Ruch Chorzów nie przestaje stawiać na młodzież. W piątkowym meczu z Cracovią zadebiutował w Ekstraklasie utalentowany wychowanek Niebieskich Przemysław Bargiel, który został gorąco przyjęty przez publiczność na stadionie przy ul. Cichej 6. - Bardzo za to dziękuję, bo to dodało mi pewności siebie - mówi.
Przemysław Bargiel wszedł na boisko w 79. minucie, zastępując Tomasza Podgórskiego. W momencie debiutu miał 16 lat i 34 dni. - Na początku byłem w szoku, gdy mnie trener zawołał. Nie spodziewałem się, że dostanę aż tyle minut. Byłem na to jednak przygotowany mentalnie. Wiedziałem, że muszę być gotowy na każdą chwilę - opowiada "Bargi".
- Przemek potwierdził to, o czym się mówi od dawna. Jest utalentowanym zawodnikiem i zagrał te kilkanaście minut bez kompleksów, z czego jestem bardzo zadowolony. Moment na wejście nie był łatwy, bo przegrywaliśmy, natomiast Przemek był przygotowywany do tego debiutu już od stycznia. Wykonał wiele indywidualnych zajęć, sporo pracuje z trenerem ds. przygotowania fizycznego, bo to młody organizm, który potrzebuje ciągłego wzmacniania - zaznacza trener Waldemar Fornalik.

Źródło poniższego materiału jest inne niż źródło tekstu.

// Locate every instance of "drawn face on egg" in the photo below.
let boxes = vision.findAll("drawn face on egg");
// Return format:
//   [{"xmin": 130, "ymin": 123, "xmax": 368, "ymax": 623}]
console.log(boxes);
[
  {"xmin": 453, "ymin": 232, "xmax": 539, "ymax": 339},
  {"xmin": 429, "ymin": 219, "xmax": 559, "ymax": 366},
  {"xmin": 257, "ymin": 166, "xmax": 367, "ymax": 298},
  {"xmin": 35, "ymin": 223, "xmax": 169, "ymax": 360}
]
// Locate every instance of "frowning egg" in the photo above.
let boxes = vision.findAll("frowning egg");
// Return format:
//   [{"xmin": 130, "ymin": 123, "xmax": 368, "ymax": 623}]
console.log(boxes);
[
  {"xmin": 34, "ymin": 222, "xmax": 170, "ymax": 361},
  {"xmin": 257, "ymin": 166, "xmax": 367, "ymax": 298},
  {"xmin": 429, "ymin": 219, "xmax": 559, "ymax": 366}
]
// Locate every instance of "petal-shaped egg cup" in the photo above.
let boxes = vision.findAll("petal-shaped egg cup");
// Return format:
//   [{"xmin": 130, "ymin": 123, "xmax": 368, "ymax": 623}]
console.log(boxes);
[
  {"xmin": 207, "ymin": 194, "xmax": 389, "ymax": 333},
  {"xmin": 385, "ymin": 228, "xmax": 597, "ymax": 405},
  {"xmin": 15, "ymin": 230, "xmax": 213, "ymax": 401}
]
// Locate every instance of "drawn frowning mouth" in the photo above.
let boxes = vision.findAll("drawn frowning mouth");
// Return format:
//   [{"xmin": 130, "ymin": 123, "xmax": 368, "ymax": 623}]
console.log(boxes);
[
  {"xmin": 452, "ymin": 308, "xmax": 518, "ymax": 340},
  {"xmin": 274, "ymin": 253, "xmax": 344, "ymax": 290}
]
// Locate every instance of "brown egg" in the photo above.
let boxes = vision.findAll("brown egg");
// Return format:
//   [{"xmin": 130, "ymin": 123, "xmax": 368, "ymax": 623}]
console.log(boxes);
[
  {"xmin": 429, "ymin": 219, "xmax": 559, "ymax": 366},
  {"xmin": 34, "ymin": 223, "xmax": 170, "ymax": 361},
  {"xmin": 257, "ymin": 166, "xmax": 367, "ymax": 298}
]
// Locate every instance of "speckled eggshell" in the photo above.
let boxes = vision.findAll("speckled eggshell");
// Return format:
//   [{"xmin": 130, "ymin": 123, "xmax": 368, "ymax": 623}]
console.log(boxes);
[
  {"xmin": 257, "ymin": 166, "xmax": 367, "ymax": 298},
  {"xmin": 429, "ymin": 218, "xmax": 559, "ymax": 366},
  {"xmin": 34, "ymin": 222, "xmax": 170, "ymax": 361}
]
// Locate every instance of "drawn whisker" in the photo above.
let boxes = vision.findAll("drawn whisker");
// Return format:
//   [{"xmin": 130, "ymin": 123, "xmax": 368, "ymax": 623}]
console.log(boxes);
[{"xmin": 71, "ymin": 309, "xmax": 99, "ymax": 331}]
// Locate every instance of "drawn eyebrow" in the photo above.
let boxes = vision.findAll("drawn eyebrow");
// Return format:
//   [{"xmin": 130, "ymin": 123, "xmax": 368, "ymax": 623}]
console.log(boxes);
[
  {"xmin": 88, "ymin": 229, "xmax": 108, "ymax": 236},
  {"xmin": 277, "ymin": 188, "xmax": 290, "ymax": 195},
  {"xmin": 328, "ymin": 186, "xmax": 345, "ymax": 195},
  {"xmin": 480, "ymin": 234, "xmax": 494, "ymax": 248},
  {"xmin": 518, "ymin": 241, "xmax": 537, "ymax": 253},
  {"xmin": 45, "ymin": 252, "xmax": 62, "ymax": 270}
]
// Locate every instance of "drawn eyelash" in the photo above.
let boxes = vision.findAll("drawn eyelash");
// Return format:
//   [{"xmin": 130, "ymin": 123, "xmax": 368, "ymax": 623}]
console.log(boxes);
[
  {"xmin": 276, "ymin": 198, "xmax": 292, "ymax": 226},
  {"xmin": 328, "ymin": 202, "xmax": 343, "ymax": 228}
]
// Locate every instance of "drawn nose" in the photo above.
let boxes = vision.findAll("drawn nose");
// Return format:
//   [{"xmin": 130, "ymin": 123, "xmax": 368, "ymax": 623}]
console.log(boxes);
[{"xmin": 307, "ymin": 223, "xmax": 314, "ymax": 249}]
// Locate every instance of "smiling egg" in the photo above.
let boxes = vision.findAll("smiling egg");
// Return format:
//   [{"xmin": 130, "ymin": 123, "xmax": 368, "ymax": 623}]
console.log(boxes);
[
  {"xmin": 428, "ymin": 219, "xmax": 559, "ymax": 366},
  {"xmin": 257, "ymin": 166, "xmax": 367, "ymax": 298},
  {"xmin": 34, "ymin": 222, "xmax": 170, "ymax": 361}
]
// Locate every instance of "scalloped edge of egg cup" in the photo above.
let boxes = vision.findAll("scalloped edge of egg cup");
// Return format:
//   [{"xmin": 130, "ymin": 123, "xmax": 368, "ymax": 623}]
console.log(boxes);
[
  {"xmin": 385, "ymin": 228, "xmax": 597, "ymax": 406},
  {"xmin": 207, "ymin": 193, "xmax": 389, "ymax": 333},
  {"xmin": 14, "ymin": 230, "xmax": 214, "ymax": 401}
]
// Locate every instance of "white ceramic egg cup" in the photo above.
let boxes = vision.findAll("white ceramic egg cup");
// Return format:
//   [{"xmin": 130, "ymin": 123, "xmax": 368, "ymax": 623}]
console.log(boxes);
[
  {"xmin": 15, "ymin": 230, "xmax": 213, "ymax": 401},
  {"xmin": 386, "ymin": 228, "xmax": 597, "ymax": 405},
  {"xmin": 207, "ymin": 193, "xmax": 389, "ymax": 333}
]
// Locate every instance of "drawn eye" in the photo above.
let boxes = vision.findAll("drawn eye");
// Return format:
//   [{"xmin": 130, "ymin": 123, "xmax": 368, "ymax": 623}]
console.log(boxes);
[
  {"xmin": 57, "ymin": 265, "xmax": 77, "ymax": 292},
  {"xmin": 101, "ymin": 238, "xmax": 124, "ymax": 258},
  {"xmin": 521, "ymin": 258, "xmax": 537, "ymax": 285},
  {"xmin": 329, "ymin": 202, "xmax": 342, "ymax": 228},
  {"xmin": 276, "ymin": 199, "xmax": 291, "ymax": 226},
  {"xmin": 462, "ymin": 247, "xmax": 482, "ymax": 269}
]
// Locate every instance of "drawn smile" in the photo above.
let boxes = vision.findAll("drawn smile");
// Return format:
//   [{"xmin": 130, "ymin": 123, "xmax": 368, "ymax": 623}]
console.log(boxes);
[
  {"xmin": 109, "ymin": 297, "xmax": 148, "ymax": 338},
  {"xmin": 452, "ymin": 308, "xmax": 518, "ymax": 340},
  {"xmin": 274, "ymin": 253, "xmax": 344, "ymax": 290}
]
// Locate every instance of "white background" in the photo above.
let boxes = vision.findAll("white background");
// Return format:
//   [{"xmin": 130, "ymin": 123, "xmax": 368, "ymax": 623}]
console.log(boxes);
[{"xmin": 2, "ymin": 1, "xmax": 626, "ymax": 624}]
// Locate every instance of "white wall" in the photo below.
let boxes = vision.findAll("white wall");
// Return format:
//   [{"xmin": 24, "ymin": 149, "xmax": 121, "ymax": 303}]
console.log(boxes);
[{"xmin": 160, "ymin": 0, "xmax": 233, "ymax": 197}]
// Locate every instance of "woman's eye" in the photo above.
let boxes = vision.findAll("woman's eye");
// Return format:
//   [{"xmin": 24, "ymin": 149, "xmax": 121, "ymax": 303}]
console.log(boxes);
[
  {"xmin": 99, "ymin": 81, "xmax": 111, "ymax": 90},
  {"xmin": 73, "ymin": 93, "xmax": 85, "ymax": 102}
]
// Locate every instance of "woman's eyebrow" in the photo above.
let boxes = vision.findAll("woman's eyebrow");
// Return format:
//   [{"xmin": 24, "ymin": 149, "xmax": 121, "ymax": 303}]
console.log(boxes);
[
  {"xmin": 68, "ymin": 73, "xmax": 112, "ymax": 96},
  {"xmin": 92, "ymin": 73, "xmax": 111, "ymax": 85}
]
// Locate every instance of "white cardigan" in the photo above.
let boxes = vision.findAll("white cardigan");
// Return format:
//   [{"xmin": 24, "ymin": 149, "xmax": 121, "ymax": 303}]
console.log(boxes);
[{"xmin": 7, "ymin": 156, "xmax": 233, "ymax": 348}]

Bargiel wskoczył na trzecie miejsce w klasyfikacji najmłodszych debiutantów w barwach Ruchu w Ekstraklasie. Pierwsze miejsce zajmuje Krzysztof Kajrys, a drugie słynny Gerard Wodarz. - Chcę utrzymać stałą formę, żeby to nie był mój ostatni występ tutaj. Oczywiście chciałbym grać w pierwszym składzie, ale do tego trzeba się bardzo postarać i włożyć dużo pracy. Zobaczymy, jak to będzie z czasem. Ja jestem przygotowany i pewny siebie. Naprawdę wierzę głęboko - wskazuje "Przemo".